In this talk, I will give an overview of the ExaBioSim community project, as well as demonstrating an example HPC use case, coupling active learning with database searching to identify potential inhibitors of the main protease of SARS-CoV-2, the virus responsible for the COVID-19 pandemic.

Building the HPC RSE Community

Andrew Turner, Marion Weinzierl, Ed Hone and Nick Brown

There is a continuing explosion in the use of HPC and AI for research across many disciplines and a commensurate increase in the demand for RSE expertise with an HPC focus. This demand has recently been turbo-charged in the UK by the Government investment in new national services for both HPC and AI. Within the UK there are a number of HPC-focussed community groups (e.g. HPC-SIG, ExCALIBUR, CoSeC, HPC channel on RSE Slack) as well as international community groups (e.g. SIGHPC, hpc.social, Cray User Group) but there is no specific, well-defined community for RSEs working in HPC, although some efforts towards this goal have been made recently at international conferences and in online spaces (e.g. hpc.social). This lack of an obvious community initiative leads to problems for the many new RSEs entering the world of HPC. In particular, it is difficult for new entrants into the HPC sphere to identify how they can access peer support, how they can build their contact network, what HPC events to potentially attend, and where to find the best sources of information on different aspects of HPC. In this presentation we will describe recent efforts to instantiate a HPC RSE community in the UK and beyond, what the community could potentially look like and how to get involved in building and shaping this community to benefit RSEs working in HPC.

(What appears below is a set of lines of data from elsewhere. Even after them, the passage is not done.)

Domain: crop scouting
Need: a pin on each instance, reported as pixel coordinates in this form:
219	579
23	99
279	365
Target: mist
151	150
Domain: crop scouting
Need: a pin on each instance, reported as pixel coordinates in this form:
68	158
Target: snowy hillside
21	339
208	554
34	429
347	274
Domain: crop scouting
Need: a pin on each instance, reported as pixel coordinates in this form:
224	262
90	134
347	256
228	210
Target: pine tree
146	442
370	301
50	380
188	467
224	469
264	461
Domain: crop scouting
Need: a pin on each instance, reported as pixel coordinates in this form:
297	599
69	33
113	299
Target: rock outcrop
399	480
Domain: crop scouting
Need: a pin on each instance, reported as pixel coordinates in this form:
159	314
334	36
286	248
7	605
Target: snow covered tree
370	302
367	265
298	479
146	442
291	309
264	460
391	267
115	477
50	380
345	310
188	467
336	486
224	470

Benchmarking for the exascale

Ilektra Christidi, Tuomas Koskela, Mose Giordano, Emily Dubrovska, Jamie Quinn, Tom Deakin, Kaan Olgu, Chris Maynard and David Case

Benchmarking has always been a crucial activity for HPC. Being able to systematically assess the performance of important algorithms on different HPC machines is needed for planning the next steps in algorithm development, evaluating available and upcoming hardware technologies, and procuring new HPC systems with confidence. The benchmarking process though has been somewhat of a dark art, usually involving convoluted, machine-dependent scripts and configurations that only the few can run, re-run, and reproduce their results. The situation is only becoming worse with the advent of the quest for exascale, with the available hardware technologies becoming more heterogeneous.

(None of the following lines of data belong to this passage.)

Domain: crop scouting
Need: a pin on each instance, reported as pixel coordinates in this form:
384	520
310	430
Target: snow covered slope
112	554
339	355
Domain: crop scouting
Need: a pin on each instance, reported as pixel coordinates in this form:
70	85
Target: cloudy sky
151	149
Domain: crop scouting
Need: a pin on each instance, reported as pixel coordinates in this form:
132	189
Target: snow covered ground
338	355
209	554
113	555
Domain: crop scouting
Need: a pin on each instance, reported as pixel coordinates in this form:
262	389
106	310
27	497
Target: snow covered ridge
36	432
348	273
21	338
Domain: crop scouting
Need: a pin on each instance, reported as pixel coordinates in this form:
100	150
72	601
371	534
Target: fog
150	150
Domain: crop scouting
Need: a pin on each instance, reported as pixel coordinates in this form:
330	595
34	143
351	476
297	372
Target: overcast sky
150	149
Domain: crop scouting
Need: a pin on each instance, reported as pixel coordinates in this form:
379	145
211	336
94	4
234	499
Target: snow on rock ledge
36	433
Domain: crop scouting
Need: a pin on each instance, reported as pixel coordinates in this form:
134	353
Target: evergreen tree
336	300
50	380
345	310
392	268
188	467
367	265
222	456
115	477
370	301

We will present how our project, part of the ExCALIBUR program, is set to address the problem of automation and reproducibility in benchmarking by creating an Open Source, user-friendly, automated framework based on Spack and ReFrame, for building and running benchmarks and collecting and visualising their results. This framework includes a still-growing suite of benchmark codes, configurations to run them on popular HPC systems, as well as a package and library for post-processing benchmarking results. Preliminary results of performance portability studies, as well as of new benchmarks for algorithm and implementation variations developed as part of this project, obtained using our framework, will also be presented.

As part of this project, we aim to create a community of practice for benchmarking, which spans across ExCALIBUR, DiRAC, and other HPC developers and providers in the UK. We are making benchmarking straightforward for all by advertising our work in various fora, mailing lists and events, running training workshops, and inviting and collaborating with application and benchmark developers to add their benchmarks to our suite.

Testing and Benchmarking Machine Learning Accelerators using Reframe

Chris Rae, Joseph Lee and James Richings

With the rapid increase in machine learning workloads performed on HPC systems, it is beneficial to regularly perform machine learning specific benchmarks to monitor performance and identify issues. Furthermore, as part of the Edinburgh International Data Facility, EPCC currently hosts a wide range of machine learning accelerators including the Cerebras CS-2, which are managed via Slurm and Kubernetes. We use the Reframe framework to perform machine learning benchmarks, and we will discuss the results collected and challenges involved in integrating Reframe across multiple platforms and architectures.

Developing pathways and structures to support HPC training

Neil Chue Hong, Jeremy Cohen, Weronika Filinger, Martin Robinson and Steve Crouch

The ever-increasing demand for AI, data-intensive research processes and large-scale computation are putting a focus on the need for HPC skills. They’re also highlighting the extensive skills shortage that exists in this space within both the research and industrial environments.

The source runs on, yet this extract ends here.